While technology advancements in areas like machine learning and robotics are major factors enabling wider-spread applications of automation, the same advancements are also fueling a revolution in human augmentation. An explosion of artificial intelligence and augmented reality (AR) technologies is shedding light on the future capabilities of augmented humans. While automation will take over high-volume, repetitive tasks where the high cost of infrastructure can be more easily recuperated over time, lower-volume tasks, especially those requiring more flexibility and adaptation, will be better-served by augmented workers than complete automation.
AR means the real-time use of information, delivered to the user via graphics, audio, text, and other methods, to augment human senses, knowledge, capabilities, and experiences. At a high level, it represents contextual computing and the future of human-machine interfaces.

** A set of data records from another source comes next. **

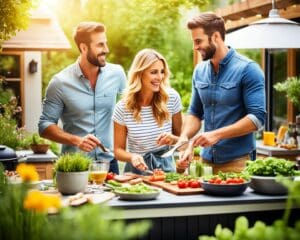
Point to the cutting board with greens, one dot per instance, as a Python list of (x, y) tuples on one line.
[(176, 183)]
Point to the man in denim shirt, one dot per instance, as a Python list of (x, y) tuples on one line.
[(228, 95), (83, 96)]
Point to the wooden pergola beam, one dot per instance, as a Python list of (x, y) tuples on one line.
[(290, 12), (250, 8)]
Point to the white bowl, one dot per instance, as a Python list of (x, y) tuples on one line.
[(267, 185)]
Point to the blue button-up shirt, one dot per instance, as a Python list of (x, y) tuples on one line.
[(223, 98), (84, 110)]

Most people think of head-mounted displays (HMDs) when AR is mentioned, Google Glass being the early example. While HMDs will be a common way to deliver AR (as they are coupled with the user’s changing field of view and are hands-free), not all use cases lend themselves to HMDs. For the lowest-cost and least-immersive AR experiences, mobile phones and tablets are proving to be a powerful platform. Apple recently incorporated ARKit into iOS 11, enabling developers to use the onboard camera, inertial sensors, and display to deliver AR experiences through app development alone. For experiences requiring custom sensing or alternative display experiences, non-HMD applications are more appropriate, such as heads-up displays in automobiles and infrared or chemical sensing for industrial workers.
It makes the most sense to replace jobs with automation when those jobs involve highly repetitive tasks—especially those which don’t require complex perception, manipulation, creativity, or social intelligence. Whether it’s repetitive assembly, scanning barcodes, or sorting packages, automation pencils out when a system can perform a predictable task over and over again. This enables engineers to implement relatively simple algorithms, robotics, and fixtures while avoiding higher-level artificial intelligence and robotic flexibility.

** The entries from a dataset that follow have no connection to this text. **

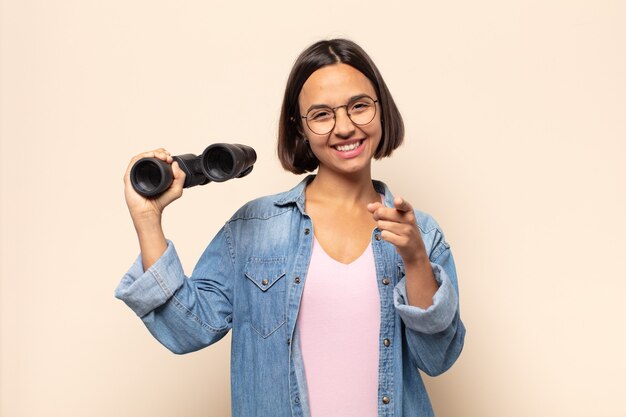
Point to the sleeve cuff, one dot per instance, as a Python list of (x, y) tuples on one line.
[(145, 291), (435, 318)]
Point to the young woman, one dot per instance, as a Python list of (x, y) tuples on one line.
[(336, 292)]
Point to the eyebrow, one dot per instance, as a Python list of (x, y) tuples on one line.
[(326, 106)]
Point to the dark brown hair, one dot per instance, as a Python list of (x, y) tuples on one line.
[(294, 153)]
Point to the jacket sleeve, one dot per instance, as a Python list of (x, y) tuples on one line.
[(184, 314), (435, 335)]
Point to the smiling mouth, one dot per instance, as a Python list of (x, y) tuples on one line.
[(349, 147)]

But many jobs and tasks aren’t so repetitive. For example, an auto mechanic must perform hundreds of procedures on different models and different areas of cars using many different tools. Developing sophisticated-enough artificial intelligence and flexible-enough articulation and actuation to fully take over such tasks from humans would be a very significant undertaking. Given this, we will see a proliferation of AR systems (HMDs, non-HMDs, and mobile devices) which augment workers with the contextual information necessary to perform and check tasks as the worker performs them. The auto mechanic (or physician, for that matter), will benefit from sensors feeding machine learning algorithms with respect to diagnosis as well as checks for accuracy and completeness during procedures, but will not lose their job to automation any time soon.
AR promises a method to train and assist workers in a way that will remain economically favorable for certain tasks and industries for a while to come despite continued advancements in machine learning and robotic automation. Workers displaced by automation will add additional economic incentive for employers to retrain people through AR in a way that wasn’t possible during previous periods of job loss due to technical innovation. At Synapse, we’re investing in our machine learning, sensing, and robotics capabilities to support both automation and AR in this rapidly changing landscape.